Intrigued, I started researching and discovered that in November 1972, Bruce Chatwin, a reporter with the Sunday Times magazine went to Paris to interview Eileen Gray. She was in the news because of the record breaking price paid by Yves Saint Laurent in an executor’s sale for her lacquer screen titled, Le Destin. The interview took place on a Sunday afternoon at her apartment in 21 rue Bonaparte, Paris.
When I set about tracking down this interview, it wasn’t in any of his anthologies: the one mention that it had taken place was the letter he wrote from his address in Sloan Avenue, London thanking her ‘for the most enjoyable Sunday afternoon I have spent in years.’ Eventually, I discovered from Bruce’s wife, Elizabeth, that the interview had never been published.

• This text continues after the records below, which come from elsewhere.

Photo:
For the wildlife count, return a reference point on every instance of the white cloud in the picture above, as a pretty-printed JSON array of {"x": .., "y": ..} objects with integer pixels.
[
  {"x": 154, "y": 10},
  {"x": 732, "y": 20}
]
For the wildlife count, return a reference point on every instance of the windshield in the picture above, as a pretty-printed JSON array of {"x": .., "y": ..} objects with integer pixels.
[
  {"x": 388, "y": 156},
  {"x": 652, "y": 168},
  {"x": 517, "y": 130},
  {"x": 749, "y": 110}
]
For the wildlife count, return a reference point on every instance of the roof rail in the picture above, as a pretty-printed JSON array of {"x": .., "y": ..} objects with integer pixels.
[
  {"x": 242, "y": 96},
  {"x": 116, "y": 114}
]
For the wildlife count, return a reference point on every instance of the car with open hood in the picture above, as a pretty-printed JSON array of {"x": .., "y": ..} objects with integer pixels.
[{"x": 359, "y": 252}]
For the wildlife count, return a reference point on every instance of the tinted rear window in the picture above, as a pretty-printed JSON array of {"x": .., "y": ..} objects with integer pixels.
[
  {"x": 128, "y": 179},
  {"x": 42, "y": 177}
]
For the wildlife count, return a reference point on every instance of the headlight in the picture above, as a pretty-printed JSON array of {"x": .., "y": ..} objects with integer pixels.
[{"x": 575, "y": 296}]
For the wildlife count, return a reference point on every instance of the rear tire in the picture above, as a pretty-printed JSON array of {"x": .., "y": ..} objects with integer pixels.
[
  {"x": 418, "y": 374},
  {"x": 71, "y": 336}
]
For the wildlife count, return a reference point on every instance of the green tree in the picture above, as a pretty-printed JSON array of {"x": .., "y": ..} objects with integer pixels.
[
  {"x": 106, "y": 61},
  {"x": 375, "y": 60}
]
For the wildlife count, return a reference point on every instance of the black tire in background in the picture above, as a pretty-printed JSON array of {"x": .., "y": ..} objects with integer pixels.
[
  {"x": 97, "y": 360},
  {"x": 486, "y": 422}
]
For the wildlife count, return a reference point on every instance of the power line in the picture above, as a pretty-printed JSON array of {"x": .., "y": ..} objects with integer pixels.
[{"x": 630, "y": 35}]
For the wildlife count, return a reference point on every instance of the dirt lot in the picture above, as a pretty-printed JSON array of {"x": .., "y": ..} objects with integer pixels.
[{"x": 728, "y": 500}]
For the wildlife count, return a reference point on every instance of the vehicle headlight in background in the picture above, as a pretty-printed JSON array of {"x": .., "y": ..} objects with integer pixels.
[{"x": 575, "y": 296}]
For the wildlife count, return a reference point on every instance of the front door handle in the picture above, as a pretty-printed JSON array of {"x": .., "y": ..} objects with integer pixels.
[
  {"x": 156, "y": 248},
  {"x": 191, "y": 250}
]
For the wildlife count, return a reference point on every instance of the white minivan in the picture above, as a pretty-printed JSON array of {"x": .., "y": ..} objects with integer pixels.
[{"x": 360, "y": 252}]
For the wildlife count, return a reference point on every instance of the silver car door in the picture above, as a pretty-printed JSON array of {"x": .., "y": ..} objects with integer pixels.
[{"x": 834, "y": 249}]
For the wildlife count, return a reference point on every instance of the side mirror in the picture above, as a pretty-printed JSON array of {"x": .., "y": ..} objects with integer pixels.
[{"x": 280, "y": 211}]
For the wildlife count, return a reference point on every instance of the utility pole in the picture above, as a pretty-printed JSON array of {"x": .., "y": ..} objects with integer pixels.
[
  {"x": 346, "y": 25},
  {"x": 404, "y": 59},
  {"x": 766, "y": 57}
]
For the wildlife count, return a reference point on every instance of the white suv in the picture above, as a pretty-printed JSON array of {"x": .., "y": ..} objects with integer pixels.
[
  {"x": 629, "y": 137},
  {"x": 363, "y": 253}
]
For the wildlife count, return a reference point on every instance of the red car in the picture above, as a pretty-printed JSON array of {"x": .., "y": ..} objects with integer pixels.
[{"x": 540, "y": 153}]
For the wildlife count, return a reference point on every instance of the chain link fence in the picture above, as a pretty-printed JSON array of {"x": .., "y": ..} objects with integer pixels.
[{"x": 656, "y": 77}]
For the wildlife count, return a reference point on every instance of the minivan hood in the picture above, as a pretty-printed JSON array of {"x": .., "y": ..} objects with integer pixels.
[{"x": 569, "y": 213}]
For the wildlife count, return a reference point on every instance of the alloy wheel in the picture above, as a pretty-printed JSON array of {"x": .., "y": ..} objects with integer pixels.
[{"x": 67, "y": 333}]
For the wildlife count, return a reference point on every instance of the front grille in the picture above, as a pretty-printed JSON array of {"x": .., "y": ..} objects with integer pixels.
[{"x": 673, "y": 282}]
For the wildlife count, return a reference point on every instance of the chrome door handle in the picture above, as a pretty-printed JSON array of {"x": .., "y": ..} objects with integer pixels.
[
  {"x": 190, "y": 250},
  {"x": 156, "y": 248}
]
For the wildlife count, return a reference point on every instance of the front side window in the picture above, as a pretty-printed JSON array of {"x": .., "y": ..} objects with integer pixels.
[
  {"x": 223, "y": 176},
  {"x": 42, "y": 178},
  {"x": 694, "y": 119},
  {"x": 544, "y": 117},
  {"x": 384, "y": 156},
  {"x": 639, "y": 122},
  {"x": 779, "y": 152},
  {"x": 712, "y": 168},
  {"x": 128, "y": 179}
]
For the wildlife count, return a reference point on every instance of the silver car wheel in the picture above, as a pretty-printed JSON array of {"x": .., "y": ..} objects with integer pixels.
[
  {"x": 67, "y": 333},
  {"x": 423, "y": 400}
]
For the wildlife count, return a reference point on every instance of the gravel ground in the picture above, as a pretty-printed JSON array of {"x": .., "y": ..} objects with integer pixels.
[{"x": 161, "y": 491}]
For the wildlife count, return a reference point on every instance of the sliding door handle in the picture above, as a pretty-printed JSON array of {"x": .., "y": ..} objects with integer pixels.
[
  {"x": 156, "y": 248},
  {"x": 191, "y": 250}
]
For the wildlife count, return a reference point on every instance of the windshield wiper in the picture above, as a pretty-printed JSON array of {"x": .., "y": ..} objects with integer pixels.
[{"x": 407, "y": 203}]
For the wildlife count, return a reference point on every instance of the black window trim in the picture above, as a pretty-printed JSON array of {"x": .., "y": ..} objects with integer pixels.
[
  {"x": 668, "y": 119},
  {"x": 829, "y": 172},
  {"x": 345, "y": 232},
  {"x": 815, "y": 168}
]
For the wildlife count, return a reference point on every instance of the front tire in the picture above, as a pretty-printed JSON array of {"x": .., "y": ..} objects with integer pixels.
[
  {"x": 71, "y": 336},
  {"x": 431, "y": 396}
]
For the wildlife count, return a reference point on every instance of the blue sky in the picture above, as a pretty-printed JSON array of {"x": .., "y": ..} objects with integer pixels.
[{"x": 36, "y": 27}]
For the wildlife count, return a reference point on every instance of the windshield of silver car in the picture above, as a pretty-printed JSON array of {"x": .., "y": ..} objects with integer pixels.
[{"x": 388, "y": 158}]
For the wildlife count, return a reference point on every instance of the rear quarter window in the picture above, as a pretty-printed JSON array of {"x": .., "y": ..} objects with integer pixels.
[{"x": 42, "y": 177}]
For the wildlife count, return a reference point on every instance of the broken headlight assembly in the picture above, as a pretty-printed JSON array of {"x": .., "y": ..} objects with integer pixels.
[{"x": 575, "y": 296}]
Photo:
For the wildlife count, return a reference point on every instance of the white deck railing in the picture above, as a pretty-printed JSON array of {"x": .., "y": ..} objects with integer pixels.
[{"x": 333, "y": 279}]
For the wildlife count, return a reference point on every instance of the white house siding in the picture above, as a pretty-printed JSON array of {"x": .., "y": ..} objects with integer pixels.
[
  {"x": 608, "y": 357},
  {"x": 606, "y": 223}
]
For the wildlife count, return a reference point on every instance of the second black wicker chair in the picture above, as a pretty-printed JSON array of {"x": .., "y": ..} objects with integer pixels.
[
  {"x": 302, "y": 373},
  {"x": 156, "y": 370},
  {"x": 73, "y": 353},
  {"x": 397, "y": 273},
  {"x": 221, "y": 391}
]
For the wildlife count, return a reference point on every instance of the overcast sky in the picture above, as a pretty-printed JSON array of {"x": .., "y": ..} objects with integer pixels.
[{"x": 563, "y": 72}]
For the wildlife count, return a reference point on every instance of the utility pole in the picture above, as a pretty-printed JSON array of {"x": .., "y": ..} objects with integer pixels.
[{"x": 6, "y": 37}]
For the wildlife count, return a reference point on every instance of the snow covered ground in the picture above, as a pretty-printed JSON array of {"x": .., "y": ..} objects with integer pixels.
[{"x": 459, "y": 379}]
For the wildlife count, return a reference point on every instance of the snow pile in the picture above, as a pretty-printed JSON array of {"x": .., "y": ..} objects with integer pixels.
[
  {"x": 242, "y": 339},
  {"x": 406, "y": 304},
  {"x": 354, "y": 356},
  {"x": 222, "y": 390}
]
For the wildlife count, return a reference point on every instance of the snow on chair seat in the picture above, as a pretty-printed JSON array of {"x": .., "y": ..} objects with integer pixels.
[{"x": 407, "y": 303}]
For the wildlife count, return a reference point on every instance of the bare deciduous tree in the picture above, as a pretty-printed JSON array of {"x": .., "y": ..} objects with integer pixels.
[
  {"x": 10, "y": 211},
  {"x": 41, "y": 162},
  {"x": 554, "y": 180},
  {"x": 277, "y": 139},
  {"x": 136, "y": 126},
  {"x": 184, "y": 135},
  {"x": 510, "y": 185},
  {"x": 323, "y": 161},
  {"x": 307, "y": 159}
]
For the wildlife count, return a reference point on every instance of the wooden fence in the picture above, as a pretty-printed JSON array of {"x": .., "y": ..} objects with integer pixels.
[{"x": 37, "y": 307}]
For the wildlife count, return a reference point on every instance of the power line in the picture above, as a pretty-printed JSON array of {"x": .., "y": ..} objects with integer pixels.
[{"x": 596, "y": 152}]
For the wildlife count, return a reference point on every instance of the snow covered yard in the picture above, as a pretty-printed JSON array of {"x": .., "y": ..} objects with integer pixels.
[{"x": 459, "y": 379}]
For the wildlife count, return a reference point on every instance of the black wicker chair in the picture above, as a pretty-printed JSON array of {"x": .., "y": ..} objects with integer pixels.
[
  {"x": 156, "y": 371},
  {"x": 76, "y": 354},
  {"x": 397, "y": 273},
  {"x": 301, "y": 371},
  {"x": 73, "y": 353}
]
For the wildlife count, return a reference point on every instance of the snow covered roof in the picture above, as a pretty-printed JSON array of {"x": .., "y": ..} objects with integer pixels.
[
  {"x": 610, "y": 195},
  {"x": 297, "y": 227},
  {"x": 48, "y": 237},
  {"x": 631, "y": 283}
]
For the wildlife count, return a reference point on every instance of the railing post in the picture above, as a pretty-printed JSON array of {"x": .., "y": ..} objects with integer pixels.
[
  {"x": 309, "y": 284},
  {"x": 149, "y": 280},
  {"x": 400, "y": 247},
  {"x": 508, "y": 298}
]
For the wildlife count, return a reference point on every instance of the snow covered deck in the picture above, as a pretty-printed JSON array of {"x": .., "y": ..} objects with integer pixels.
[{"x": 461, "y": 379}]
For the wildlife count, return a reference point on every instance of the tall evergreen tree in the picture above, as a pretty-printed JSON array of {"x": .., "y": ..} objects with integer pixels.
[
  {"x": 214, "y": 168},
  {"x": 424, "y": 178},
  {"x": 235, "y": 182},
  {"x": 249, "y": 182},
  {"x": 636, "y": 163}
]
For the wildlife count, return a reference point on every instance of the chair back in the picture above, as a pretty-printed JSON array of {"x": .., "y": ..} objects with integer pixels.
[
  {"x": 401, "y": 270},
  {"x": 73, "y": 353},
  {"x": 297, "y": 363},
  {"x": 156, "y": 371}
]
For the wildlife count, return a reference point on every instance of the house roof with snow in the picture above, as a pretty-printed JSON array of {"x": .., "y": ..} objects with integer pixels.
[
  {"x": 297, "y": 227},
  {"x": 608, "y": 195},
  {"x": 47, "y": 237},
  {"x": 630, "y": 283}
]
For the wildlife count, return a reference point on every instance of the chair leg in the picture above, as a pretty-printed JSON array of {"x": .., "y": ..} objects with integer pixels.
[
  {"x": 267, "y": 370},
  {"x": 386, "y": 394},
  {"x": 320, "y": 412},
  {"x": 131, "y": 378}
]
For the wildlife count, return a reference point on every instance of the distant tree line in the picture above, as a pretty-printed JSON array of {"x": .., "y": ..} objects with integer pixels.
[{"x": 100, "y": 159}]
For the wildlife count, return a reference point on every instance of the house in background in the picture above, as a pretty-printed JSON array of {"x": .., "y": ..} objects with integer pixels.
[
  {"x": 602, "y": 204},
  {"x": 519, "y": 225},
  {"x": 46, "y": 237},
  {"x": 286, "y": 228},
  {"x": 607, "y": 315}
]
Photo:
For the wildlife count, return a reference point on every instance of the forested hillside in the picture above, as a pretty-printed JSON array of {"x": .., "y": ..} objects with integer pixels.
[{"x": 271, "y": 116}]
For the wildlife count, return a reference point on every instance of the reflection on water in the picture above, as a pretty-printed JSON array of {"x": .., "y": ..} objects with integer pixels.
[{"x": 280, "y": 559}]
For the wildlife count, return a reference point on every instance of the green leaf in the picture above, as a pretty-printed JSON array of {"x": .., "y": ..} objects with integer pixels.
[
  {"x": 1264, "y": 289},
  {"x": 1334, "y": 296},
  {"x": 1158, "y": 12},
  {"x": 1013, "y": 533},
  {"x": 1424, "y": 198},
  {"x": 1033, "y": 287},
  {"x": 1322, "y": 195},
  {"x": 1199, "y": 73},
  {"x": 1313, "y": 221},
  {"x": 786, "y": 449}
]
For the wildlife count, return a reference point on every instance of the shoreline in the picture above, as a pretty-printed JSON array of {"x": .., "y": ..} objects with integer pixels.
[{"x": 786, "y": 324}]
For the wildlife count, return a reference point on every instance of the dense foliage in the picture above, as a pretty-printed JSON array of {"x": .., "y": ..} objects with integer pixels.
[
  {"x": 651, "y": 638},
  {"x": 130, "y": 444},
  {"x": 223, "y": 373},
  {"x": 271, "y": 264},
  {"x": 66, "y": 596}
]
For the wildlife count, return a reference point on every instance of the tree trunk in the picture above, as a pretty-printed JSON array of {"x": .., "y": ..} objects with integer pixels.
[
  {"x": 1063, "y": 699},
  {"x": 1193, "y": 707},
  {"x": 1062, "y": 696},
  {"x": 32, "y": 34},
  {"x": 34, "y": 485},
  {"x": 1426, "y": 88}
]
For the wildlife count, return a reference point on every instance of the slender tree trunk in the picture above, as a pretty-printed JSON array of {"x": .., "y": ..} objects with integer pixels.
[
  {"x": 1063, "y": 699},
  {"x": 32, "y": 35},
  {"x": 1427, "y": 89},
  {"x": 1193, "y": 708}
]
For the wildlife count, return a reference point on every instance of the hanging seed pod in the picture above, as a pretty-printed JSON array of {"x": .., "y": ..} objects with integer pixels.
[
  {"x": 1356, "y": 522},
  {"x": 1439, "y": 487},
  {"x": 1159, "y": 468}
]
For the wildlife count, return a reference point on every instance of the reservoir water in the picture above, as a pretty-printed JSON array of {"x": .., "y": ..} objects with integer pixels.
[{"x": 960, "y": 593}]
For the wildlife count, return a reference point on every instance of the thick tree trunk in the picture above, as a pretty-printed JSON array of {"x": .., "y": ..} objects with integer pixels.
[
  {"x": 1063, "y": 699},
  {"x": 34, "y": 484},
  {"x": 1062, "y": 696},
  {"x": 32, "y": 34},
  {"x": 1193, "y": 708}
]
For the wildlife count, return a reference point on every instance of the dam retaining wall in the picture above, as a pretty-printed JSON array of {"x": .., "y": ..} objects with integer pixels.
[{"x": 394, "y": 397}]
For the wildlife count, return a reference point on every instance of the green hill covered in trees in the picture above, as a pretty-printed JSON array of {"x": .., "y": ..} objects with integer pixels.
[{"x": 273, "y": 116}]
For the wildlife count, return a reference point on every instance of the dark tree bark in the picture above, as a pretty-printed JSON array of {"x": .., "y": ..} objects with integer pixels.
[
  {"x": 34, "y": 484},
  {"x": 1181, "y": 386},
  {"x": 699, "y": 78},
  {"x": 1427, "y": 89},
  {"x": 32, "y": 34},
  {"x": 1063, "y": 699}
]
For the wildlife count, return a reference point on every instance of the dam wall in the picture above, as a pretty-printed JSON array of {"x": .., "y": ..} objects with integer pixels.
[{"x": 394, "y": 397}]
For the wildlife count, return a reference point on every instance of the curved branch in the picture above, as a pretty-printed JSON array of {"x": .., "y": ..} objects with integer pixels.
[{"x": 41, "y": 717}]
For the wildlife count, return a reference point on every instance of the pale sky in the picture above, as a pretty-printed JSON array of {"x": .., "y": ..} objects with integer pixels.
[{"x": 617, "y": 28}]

Charming and charismatic, Bruce Chatwin was more than 60 years Eileen Gray’s junior, yet over those hours they had to have discovered several examples of common ground and I like to believe forged a special bond.
When he noticed a painting of hers of Patagonia hanging on the wall, he remarked it was a place he’d like to visit. She promised the painting would be his one day and suggested he go to Patagonia for her. When he resigned from the Sunday Times he went to Patagonia and she willed him the painting. In 1977 In Patagonia was published. It changed the face of modern travel writing and brought Bruce international fame.
My wondering what happened between the retiring designer who had become an international icon, second time around and the charismatic maestro of interviews was the trigger that drove me to write The Interview.